To provide insight on this subject, the current project studies biodiversity patterns and evolutionary processes in the highlands of Brazil’s coastal rainforest, using endemic reptiles and amphibians — both relatively low dispersal taxa — as model organisms. Central to the project is the recognition of two non-exclusive categories of processes: those that generate diversity, and those that maintain it afterwards. Target taxa are Vitreorana eurygnatha, V. uranoscopa, V. parvula, Enyalius brasiliensis, E. iheringii, E. perditus, and species of Placosoma, Caparaonia, Heterodactylus and Colobodactylus.
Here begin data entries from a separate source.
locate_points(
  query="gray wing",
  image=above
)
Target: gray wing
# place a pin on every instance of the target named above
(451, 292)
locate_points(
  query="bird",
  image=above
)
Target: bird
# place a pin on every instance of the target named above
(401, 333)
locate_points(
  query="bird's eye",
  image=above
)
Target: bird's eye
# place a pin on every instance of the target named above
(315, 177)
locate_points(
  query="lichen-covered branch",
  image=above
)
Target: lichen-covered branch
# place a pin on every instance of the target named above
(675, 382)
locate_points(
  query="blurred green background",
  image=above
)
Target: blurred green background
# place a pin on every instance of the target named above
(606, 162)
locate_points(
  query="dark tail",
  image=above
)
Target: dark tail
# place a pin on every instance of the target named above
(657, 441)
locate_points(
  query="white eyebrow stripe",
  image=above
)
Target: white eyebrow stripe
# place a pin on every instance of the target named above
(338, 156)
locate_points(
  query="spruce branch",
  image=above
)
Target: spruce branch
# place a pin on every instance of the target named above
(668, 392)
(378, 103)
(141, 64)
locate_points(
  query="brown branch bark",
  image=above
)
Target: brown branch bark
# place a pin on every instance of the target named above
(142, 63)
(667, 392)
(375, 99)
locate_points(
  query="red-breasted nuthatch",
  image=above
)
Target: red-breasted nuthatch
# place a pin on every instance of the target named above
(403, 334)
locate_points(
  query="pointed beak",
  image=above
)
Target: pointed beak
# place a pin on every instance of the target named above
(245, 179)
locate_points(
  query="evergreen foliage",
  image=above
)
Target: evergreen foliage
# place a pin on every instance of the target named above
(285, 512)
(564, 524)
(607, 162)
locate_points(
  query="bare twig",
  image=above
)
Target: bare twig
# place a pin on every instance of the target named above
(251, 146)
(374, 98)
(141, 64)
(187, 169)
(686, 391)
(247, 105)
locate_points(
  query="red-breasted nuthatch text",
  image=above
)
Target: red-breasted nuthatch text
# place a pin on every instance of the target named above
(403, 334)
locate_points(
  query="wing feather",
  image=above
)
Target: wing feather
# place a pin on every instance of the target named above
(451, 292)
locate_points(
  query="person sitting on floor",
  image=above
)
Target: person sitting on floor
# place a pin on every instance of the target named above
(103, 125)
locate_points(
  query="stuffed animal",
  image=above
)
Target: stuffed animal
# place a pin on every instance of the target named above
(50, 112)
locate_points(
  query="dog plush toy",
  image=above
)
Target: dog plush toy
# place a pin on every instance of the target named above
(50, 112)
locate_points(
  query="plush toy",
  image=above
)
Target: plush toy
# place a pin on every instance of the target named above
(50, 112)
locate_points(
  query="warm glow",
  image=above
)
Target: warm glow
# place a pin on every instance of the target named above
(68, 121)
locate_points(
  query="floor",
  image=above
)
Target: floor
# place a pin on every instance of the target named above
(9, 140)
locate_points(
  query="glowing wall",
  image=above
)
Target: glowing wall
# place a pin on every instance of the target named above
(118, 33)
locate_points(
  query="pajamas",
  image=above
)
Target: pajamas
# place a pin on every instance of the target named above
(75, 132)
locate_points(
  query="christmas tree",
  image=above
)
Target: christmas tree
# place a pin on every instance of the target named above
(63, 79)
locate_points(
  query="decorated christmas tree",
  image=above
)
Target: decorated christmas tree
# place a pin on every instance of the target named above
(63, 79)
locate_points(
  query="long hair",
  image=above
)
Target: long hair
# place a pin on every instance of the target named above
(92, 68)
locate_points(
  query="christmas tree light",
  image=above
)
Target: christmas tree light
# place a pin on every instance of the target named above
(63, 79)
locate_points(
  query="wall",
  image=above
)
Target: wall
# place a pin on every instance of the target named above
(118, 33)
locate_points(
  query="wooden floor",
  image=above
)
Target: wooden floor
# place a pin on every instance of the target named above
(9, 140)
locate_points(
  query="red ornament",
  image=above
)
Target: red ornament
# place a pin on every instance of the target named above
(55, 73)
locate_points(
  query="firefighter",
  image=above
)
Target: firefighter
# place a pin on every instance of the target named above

This work is funded by NSF (DEB 1120487)
In collaboration with:
Miguel Rodrigues, USP/Brazil,
Celio Haddad, UNESP/Brazil,
Craig Moritz, UC Berkeley
The project formalizes and tests the hypothesis that Brazil has high montane richness and excess endemism of reptiles and amphibians because mountains facilitate allo- or parapatric diversification due to topographic and environmental complexity and provide opportunities for increased population persistence and isolation under climatic fluctuations. Beyond the use of species distribution models and molecular ecology data, we are gathering information about the thermal tolerances of target taxa, providing an integrative view of species response to climate change.